Supreme Court Issues Ruling on the Patentability of the Human Genome
In its recent decision, Association for Molecular Pathology v. Myriad Genetics Inc., 569 U.S. ___ (2013) the Supreme Court of the United States addressed the patentability of the human genome. In Myriad, the plaintiffs challenged the validity of two types of patents, one of which covered a specific sequence of human DNA and the other covered a type of synthetic DNA, known as cDNA. The Court found the former was not patentable but the latter was.
The Court began its decision by discussing the structure of DNA and the history of Myriad’s discovery. It then articulated the legal standard governing naturally occurring patents by citing Diamond v. Chakrabarty, 447 U.S. 303, 309 (1980), for the principle that “[p]roducts of nature are not created, and manifestations ... of nature are free to all men and reserved exclusively to none.” (internal quotation marks omitted).
The disputed patents in the first issue involved the BCRA1 and BCRA2 gene sequences. Mutations in these genes are related to higher rates of ovarian and breast cancer. Myriad Genetics discovered the specific location of these two genes which allowed them to develop tests which checked for mutations. Following this discovery Myriad Genetics sought a number of patents, which, in essence, patented the sequence of the DNA code that tells a cell to produce the BRCA1 and BCRA2 amino acids. These patents gave Myriad the exclusive right to isolate an individual’s BRCA1 and BRCA 2 genes by breaking the bonds that connect the DNA to the rest of the individual genome. The Court found that it was “undisputed that Myriad did not create or alter any of the genetic information encoded in the BRCA1 or BRCA2 genes.” For this reason the Court held that “a naturally occurring DNA segment is a product of nature and not patent eligible merely because it has been isolated....”

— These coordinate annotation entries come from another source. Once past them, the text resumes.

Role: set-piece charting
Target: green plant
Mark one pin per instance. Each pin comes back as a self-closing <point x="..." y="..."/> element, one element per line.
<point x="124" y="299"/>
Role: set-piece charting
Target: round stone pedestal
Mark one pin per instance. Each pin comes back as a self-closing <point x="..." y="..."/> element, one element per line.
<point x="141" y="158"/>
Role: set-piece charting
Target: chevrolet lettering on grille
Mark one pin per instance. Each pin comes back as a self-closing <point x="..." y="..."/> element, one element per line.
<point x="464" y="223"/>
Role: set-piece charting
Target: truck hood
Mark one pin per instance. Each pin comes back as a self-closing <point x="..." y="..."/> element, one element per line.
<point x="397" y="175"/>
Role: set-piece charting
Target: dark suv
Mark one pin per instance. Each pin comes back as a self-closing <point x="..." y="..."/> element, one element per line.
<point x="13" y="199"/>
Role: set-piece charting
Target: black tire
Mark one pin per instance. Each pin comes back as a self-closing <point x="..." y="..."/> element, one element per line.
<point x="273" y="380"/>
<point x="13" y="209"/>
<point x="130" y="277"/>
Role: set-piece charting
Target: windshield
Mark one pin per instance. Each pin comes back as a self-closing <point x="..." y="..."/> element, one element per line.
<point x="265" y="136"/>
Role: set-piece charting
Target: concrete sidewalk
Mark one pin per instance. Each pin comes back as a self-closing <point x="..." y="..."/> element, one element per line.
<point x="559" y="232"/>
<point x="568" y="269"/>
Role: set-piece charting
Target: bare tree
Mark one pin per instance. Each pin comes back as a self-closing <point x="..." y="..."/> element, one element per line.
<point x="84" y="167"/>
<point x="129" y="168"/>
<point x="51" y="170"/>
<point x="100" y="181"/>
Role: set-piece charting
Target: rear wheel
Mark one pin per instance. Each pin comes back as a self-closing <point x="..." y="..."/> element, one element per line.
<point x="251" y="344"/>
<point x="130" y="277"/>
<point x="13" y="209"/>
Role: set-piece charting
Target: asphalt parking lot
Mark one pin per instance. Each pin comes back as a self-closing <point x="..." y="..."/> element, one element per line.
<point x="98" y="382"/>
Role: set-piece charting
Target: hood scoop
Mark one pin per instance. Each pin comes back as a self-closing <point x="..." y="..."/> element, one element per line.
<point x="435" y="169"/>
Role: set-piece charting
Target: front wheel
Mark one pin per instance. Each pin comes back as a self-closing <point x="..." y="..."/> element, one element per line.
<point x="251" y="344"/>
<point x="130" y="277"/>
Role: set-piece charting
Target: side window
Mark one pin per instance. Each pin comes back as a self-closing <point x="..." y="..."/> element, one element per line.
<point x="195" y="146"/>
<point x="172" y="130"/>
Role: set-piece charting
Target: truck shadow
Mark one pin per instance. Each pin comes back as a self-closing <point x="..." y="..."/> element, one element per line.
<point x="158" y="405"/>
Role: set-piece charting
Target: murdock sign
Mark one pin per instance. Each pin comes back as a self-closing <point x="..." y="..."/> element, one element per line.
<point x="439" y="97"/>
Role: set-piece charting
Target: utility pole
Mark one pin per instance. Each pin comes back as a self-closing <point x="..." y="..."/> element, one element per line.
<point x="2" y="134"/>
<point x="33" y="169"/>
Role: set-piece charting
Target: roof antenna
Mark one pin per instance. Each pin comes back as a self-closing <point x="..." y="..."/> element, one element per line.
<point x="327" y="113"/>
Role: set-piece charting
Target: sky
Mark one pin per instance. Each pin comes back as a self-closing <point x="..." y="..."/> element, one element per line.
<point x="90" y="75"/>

Having invalidated the BRCA1 and BRCA2 patents, the Court addressed Myriad’s patent on cDNA. cDNA differs from normal DNA in one key aspect. Naturally occurring DNA contains nucleotides known as “exons” which code for the creation of amino acids and “introns” which do not code for amino acids. cDNA is a synthetic strand of DNA which only contains exon sequences. The Court determined this was patentable because the lab technician creates something new that would not occur naturally when creating cDNA and thus cDNA is not a product of nature. The Court was careful to point out that this decision did not rule on the patentability of DNA in which the naturally occurring sequence of nucleotides has been altered.